5. After referring to various decisions a Full Bench of the Kerala High Court in the case of Ram Bahadur Thakur Ltd. v. CTT , after indicating 9 criteria, pointed out that the AO is bound to conduct an enquiry as to whether the assessed satisfies all the requirements of the section before either allowing or rejecting the claim. The officer cannot mechanically either allow the deductions or deny the same. In the instant case, in para 19 of the Tribunal's judgment, the Tribunal has pointed out that on record, relevant extracts of the minutes of the board of director's meeting held on 1st July, 1980, held at 11.00 a.m. was on the record and the relevant portion reads as under:

"It was also suggested that the managing director should be accompanied by Mrs. K.K. Thirani so that social functions could be attended during this tour and cordial relations could be developed."

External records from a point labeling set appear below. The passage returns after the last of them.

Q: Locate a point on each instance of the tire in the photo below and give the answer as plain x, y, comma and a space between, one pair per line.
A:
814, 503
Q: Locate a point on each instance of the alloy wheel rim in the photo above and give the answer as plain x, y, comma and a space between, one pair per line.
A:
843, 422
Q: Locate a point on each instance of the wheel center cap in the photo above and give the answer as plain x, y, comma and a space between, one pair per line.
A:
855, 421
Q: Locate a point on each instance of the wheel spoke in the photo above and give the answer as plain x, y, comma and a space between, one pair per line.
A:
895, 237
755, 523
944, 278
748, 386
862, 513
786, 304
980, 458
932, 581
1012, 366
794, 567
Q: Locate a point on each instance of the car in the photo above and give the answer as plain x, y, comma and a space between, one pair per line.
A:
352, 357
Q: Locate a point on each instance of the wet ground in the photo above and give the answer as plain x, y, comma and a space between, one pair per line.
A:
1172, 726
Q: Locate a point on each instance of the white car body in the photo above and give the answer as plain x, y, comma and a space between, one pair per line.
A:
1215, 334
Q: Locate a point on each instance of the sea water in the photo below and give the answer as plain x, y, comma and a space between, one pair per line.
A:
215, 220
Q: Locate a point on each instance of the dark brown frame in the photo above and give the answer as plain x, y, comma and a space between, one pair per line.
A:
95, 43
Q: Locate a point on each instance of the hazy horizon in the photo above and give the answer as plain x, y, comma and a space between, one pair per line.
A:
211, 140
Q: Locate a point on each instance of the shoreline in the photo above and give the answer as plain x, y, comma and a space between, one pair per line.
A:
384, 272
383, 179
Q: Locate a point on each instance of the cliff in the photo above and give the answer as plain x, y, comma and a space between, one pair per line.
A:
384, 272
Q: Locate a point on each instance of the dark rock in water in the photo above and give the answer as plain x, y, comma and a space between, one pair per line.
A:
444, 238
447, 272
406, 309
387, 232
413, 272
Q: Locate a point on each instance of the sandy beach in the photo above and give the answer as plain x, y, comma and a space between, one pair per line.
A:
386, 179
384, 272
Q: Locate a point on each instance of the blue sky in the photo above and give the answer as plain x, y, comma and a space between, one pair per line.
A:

6. After quoting this para, the Tribunal referred to the decision in the case of Glaxo Laboratories (India) Ltd. v. ITO (1986) 26 TTJ (Bom)(SB) 214 : (1986) 18 ITD 226 (Bom)(SB), wherein it was held that the benefit was granted despite the fact that there was no resolution made by the company, but while in the instant case, there was a resolution and the case was considered on a stronger footing for the grant of the benefit. We are of the opinion that, as held in the case of Ram Bahadur Thakur Ltd. v. CIT (supra), where the expenditure was incurred wholly and exclusively for the purpose of trade and business of the assessed is required to be determined and where the assessed seeks to deduct from his or its business profits, certain items of expenditure, the onus of proving that such deductions are permissible is on the assessed. This is particularly so, when the claims are based on facts which are exclusively within the knowledge of the assessed. Thus, it is for the assessed to plead and prove before the authorities that the expenses were incurred wholly and exclusively for the purpose of the business of the assessed.

This exercise has not been undertaken in the present case. However, considering the fact that the amount involved is small and the matter is for the asst. yr. 1982-83, we feel that no interference is called for and refrain from answering the question in the present case.